Hi vincent,
to me the engine discussed in the "slapping together..." article simply looks like a re-implementation on sql level what the fulltext feature does internally.
Subwords are not matched and a lot of duplicate data is generated in the search_table. At least that's how it looks to me.
Why not implementing like this (just a rough idea, be gentle):
1) Find a fast algorithm that fits your needs and returns the relevancy of a text for a given (sub)word or phrase. (phonetic search, levenshtein, custom, don't know)
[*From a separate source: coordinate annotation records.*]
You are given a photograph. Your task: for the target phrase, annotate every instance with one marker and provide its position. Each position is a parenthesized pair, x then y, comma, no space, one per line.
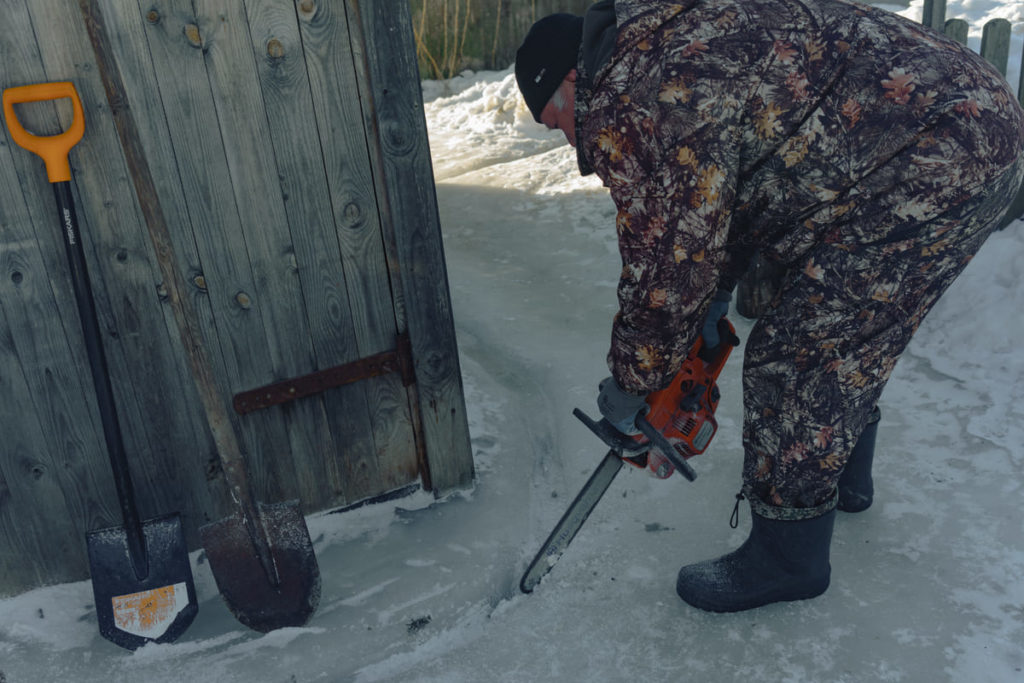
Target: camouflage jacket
(724,126)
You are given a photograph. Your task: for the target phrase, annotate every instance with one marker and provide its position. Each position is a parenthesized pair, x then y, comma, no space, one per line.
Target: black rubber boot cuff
(856,489)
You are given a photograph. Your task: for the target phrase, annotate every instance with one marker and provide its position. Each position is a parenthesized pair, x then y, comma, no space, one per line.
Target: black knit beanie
(548,52)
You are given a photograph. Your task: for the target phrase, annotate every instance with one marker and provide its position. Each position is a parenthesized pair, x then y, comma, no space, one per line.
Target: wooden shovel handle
(52,148)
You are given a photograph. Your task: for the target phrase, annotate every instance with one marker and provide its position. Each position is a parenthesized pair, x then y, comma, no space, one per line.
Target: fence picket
(995,43)
(957,30)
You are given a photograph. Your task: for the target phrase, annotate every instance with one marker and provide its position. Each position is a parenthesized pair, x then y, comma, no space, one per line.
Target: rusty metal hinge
(399,360)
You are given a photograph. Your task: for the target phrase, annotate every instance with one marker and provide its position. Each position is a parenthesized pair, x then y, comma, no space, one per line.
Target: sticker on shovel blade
(150,613)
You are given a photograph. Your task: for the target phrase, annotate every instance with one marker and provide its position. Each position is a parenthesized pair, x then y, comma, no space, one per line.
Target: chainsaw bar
(569,524)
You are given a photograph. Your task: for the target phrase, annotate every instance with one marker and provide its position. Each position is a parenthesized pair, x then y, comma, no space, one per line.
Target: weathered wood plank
(957,30)
(59,453)
(39,542)
(933,14)
(393,109)
(286,89)
(177,39)
(336,95)
(247,133)
(995,43)
(158,417)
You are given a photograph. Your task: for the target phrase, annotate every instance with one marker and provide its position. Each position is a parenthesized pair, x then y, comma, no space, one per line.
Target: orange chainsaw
(678,423)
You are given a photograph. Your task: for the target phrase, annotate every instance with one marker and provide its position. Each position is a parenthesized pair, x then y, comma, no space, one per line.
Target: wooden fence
(289,150)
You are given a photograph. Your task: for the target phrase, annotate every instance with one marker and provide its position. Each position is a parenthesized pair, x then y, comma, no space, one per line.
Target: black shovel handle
(54,150)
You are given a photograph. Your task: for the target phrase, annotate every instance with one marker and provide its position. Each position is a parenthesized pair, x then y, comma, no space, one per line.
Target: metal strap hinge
(399,360)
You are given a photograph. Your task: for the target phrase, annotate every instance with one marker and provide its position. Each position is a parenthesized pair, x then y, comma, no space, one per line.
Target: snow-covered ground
(927,584)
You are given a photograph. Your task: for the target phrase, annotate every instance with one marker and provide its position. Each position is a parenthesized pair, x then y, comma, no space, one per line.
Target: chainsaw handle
(52,148)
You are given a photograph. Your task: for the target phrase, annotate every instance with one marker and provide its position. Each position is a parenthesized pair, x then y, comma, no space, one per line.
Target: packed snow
(927,584)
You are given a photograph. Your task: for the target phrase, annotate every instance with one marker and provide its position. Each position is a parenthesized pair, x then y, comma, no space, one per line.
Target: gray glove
(716,311)
(619,408)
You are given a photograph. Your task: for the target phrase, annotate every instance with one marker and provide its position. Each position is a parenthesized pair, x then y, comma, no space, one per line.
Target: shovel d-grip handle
(52,148)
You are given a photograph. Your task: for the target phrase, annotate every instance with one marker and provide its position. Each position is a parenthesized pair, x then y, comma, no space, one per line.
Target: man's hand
(619,408)
(718,309)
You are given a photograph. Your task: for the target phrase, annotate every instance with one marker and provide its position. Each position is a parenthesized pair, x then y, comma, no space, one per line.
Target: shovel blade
(259,601)
(134,611)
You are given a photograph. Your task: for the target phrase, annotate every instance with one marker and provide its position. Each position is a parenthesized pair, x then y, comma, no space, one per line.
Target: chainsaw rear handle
(53,150)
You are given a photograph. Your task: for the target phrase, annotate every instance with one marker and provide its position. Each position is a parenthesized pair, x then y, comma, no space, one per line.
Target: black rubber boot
(780,560)
(856,489)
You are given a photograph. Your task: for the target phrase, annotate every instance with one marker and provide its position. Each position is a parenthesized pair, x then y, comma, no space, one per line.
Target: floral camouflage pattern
(869,155)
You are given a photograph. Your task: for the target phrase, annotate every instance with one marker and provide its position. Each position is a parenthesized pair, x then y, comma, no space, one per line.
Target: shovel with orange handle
(141,579)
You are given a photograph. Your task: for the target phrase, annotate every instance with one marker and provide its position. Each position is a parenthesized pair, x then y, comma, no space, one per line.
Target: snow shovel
(141,579)
(261,556)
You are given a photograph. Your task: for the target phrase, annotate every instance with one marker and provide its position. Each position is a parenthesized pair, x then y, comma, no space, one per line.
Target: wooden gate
(288,144)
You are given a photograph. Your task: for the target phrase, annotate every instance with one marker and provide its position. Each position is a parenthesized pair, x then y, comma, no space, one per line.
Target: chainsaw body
(679,421)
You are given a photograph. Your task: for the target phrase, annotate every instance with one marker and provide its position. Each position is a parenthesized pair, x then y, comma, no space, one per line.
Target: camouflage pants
(817,360)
2) Now add two more tables (indexes not mentioned):
CREATE TABLE searchwords (
wordID BIGINT(20),
word VARCHAR(255)
);
CREATE TABLE relevancy (
wordID BIGINT(20),
textID BIGINT(20),
relevancy FLOAT(3,2)
)
The table searchwords contains all search phrases that have been processed in the past.
The table relevancy references every text (must be identified by id, otherwise tune table) with relevant searchwords.
3) When a new search is performed check the phrase agains table searchwords. If it exists:
SELECT r.textID FROM relevancy AS r, searchwords AS s WHERE s.word='$phrase' AND s.wordID=r.wordID GROUP BY r.textID ORDER BY r.relevancy DESC
and you get all relevant textIDs ordered by relevance.
If the phrase does NOT exist apply the algorithm from 1) to every text and INSERT all relevancies into table relevancy and the phrase itself in searchwords.
4) When a new text is inserted match it against every entry in table searchwords using the algorithm from 1) and INSERT the appropriate entries in table relevancy.
5) When a given text is updated, delete all entries from table relevancy and treat it as a new text.
(end)
I'm aware that this is nothing new, even not very different from the method in the article. But I think it eliminates some of the difficulties/problems of the discussed method.
The key to success appeares to be in the algorithm. If that one is fast enough to handle a million texts (I'm talking newspaper level now) in a few seconds AND still fulfills the needs of relevancy I believe this method could actually be good...
What do you (everyone, not just vincent) think?
Greets,
Dominique
P.S.: vincent: Thanks for the hint in the register_shutdown_function() thread. I've got a working script. It'll be on zend.com this weekend.